What made the event “Iraqi” wasn’t the topic but the presentation and the interactions of the audience. The chairperson introduced 3 speakers representing the major winning blocs to give short remarks for 15 minutes each. The first speaker was of a younger generation than the other speakers so his talk was quick, well structured, to the point, and finished just before 15 minutes. With a start like that, I was hopeful that the rest of the event would follow in a similarly well structured and clear manner so when the second speaker finished on time too, I was understandably impressed and feeling rather glad that I had decided to spend my Saturday evening at such an event. However my initial optimism soon faded, after the third speaker took the liberty of inviting his colleague to give a power-point presentation [which didn’t follow the format of the event and the other speakers had not been told that they could present in this manner] that in itself took about 25 minutes and was additional to the 10 minutes the third speaker had already spent talking!
After the third speaker had finally finished, the chairperson invited questions from the audience. It was here that the real manifestation of our culture began because instead of asking questions, the audience started recounting the following:
1- Long general comments not directed to any particular speaker or the chairperson;
2- Life stories, lessons from our troubled history with observations from recent travels to our homeland;
3- Rhetoric speeches about the plight of Iraqis on behalf of Iraqis inside Iraq; and
4- Repetition of any or all of the above in any possible way.
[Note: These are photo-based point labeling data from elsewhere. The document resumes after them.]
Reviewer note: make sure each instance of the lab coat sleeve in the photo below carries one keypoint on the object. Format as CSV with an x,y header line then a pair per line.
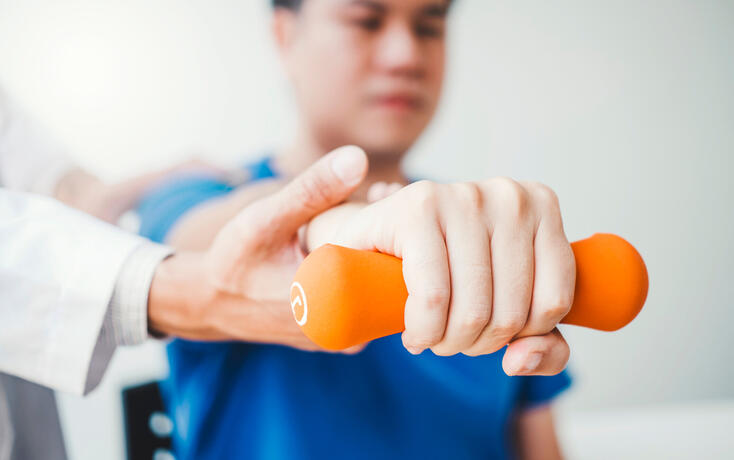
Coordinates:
x,y
30,160
126,320
58,270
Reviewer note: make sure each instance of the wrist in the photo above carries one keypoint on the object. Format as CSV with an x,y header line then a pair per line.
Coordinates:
x,y
180,294
323,228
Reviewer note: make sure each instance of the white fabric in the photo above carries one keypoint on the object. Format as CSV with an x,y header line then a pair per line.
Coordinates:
x,y
29,160
58,268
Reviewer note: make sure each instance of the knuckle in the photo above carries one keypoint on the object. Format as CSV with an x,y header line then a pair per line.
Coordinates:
x,y
474,320
555,308
425,339
436,298
513,197
545,195
312,193
469,194
423,194
506,328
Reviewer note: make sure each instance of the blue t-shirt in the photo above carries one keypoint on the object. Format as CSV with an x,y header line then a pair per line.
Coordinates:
x,y
241,400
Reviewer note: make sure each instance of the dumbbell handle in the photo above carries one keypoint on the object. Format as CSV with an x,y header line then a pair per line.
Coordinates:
x,y
343,297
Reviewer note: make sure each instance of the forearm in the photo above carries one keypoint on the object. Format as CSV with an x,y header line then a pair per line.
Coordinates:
x,y
177,293
536,435
196,230
185,301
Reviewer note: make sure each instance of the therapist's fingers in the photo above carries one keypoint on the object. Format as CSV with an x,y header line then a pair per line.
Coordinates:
x,y
326,183
537,355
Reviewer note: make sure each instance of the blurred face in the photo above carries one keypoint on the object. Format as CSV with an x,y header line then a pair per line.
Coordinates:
x,y
365,72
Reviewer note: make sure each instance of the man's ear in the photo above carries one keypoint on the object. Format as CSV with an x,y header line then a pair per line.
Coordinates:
x,y
283,29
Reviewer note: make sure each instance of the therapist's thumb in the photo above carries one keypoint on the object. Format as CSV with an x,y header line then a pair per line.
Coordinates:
x,y
325,184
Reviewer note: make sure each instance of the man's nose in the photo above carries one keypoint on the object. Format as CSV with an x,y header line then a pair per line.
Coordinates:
x,y
399,52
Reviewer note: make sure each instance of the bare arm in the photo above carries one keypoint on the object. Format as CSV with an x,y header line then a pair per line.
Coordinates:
x,y
536,435
196,230
79,189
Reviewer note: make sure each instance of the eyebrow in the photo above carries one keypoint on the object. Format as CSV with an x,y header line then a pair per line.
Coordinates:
x,y
377,6
436,9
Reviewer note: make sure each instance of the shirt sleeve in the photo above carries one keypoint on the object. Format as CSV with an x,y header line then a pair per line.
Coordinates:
x,y
163,206
536,391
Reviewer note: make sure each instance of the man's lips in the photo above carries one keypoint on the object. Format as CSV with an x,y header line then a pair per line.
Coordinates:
x,y
398,101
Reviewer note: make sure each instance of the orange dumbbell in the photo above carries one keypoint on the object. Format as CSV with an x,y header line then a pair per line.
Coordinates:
x,y
343,297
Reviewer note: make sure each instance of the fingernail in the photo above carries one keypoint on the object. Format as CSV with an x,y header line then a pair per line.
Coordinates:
x,y
532,362
348,164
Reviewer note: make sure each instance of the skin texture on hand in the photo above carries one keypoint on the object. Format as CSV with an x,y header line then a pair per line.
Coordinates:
x,y
487,265
238,288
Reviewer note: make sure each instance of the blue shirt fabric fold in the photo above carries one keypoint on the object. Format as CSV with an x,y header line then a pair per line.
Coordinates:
x,y
240,400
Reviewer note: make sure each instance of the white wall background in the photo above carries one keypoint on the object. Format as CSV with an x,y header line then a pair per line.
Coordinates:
x,y
626,108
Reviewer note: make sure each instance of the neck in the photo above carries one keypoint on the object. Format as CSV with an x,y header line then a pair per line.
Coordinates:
x,y
305,151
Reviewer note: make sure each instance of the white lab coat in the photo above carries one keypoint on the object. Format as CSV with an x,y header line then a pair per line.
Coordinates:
x,y
58,269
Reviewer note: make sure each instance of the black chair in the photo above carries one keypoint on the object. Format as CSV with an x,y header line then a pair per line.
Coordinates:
x,y
147,427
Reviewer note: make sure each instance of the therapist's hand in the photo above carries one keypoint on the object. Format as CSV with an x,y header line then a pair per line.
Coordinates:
x,y
238,289
108,202
486,264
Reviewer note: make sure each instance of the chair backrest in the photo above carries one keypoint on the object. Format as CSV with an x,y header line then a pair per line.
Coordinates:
x,y
148,428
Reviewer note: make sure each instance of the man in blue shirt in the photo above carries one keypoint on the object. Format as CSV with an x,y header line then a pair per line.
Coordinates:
x,y
487,267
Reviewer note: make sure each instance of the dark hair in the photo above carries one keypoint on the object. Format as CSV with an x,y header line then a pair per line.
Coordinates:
x,y
288,4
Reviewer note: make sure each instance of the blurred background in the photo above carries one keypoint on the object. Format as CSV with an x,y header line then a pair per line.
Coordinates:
x,y
625,108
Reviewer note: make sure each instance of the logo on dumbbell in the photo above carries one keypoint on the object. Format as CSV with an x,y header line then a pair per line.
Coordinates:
x,y
298,303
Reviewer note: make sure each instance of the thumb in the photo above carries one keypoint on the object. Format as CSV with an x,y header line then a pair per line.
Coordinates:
x,y
323,185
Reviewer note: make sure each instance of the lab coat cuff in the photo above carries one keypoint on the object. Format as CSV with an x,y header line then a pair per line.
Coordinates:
x,y
128,310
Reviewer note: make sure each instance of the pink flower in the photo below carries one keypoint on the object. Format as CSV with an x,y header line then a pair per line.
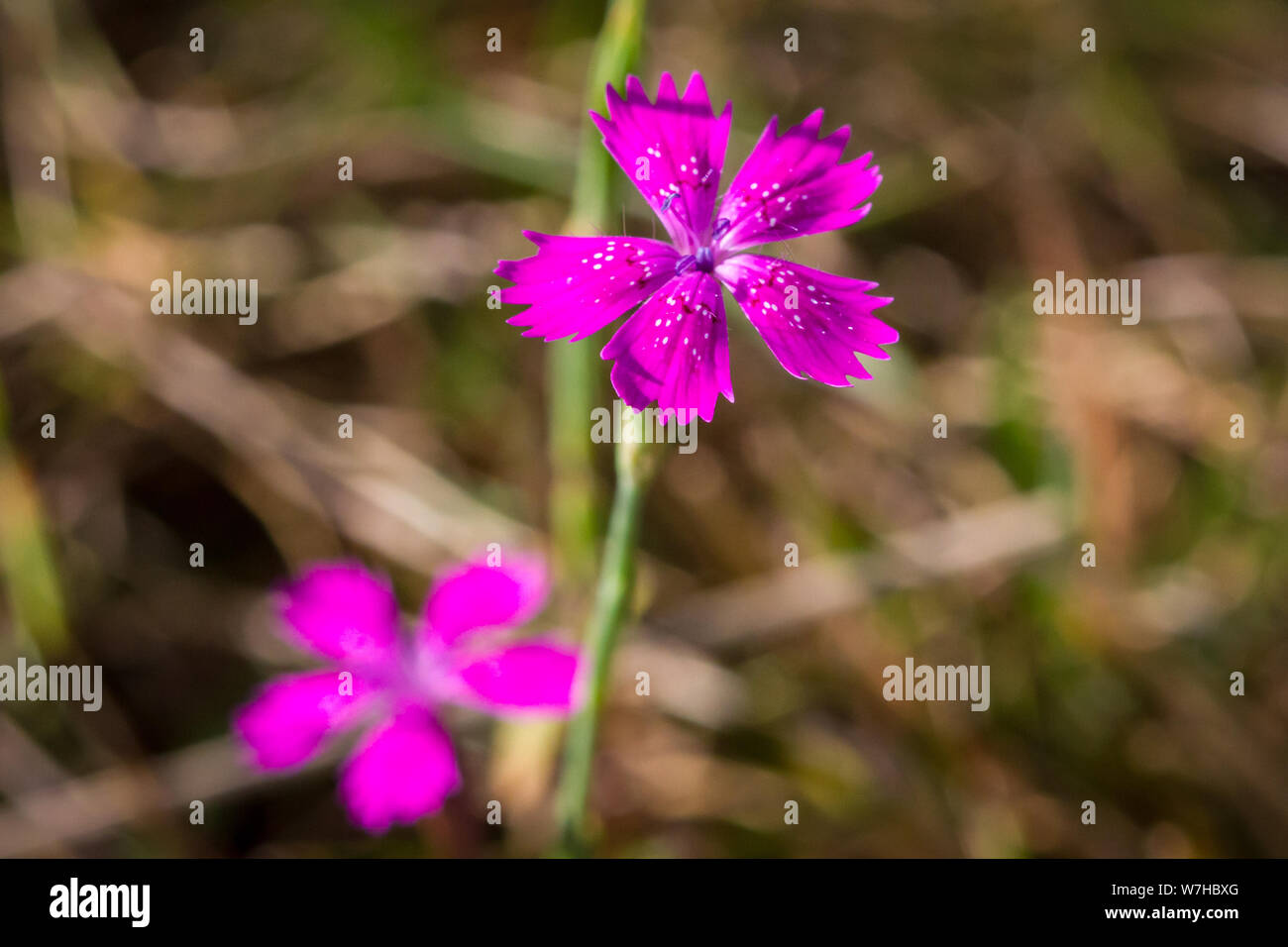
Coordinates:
x,y
675,350
404,766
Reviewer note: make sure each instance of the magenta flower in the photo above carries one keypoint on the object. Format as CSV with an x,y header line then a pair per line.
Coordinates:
x,y
404,767
675,350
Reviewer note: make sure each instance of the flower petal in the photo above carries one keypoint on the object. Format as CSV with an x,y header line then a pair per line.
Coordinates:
x,y
478,596
575,286
673,150
794,184
403,771
811,321
290,716
675,351
529,677
342,612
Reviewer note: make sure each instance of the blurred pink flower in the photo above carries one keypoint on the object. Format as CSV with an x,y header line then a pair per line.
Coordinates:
x,y
404,767
675,348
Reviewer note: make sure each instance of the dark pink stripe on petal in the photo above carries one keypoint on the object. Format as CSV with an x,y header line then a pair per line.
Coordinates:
x,y
291,715
675,351
531,677
575,286
342,612
794,184
482,596
400,772
673,151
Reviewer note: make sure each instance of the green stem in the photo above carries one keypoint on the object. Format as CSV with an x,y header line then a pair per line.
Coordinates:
x,y
635,468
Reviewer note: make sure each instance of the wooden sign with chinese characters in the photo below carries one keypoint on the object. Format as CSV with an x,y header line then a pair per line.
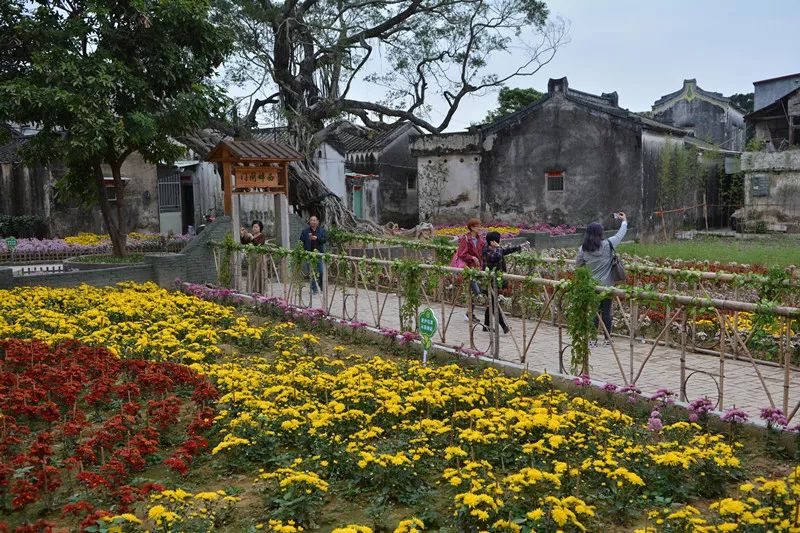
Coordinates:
x,y
257,177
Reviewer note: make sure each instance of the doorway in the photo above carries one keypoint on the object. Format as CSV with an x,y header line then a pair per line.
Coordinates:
x,y
358,201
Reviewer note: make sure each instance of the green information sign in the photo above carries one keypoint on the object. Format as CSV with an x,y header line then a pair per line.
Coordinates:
x,y
428,326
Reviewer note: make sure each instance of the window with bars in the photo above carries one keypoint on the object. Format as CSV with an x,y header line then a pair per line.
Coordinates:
x,y
555,181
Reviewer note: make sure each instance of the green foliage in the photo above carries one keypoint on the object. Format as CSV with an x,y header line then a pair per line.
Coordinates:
x,y
744,101
755,145
26,226
328,44
510,100
410,274
225,266
104,79
680,174
581,303
110,259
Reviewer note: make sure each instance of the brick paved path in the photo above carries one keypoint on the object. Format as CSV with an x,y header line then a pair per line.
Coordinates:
x,y
740,384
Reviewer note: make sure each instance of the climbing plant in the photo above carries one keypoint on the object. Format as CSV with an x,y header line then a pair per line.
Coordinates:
x,y
409,273
228,247
581,302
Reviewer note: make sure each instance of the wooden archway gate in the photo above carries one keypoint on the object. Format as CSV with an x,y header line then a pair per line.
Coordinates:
x,y
256,167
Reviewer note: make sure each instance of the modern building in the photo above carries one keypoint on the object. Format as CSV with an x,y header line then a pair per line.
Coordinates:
x,y
772,166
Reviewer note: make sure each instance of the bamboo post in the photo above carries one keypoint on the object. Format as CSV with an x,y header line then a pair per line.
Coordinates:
x,y
495,295
787,355
683,356
634,318
723,330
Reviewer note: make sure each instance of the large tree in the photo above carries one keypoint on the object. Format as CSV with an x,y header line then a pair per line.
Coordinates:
x,y
101,79
306,58
745,101
510,100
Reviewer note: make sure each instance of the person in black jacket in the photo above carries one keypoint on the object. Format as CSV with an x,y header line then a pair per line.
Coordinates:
x,y
313,238
494,259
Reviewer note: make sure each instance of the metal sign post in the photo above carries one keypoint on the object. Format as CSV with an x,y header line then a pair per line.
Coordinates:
x,y
428,326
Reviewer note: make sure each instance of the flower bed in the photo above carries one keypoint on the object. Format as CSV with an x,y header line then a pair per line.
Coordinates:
x,y
141,321
79,425
377,443
507,230
87,243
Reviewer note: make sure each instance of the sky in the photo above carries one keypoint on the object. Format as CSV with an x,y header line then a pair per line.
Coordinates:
x,y
644,49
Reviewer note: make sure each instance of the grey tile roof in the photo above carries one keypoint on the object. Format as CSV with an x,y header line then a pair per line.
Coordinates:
x,y
260,149
605,103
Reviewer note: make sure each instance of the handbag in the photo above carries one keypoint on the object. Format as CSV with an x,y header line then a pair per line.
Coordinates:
x,y
618,274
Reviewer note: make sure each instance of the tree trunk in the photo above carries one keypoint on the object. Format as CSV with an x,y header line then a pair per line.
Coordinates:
x,y
310,193
119,234
116,229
If that was the main course, side dishes were the unstoppable chatter among the audience without any consideration to the noise it generates in addition to talk-backs and unrestricted cross questioning from the audience. The desert was cake, and the icing on that cake was the variety of mobile ring tones going off ignoring and defying several signs (Please switch off mobile phones) visible to the naked eye from all angles in the room.
Amongst many things, we seem not to listen but to wait for our turn to talk. If that doesn’t happen as we wish, we can always interrupt. Is there a flaw in our culture that we can’t communicate in a better civilised way? Does it really take a dictator or a very high authority figure to make us listen and behave well? Are we that hopeless? I certainly hope not!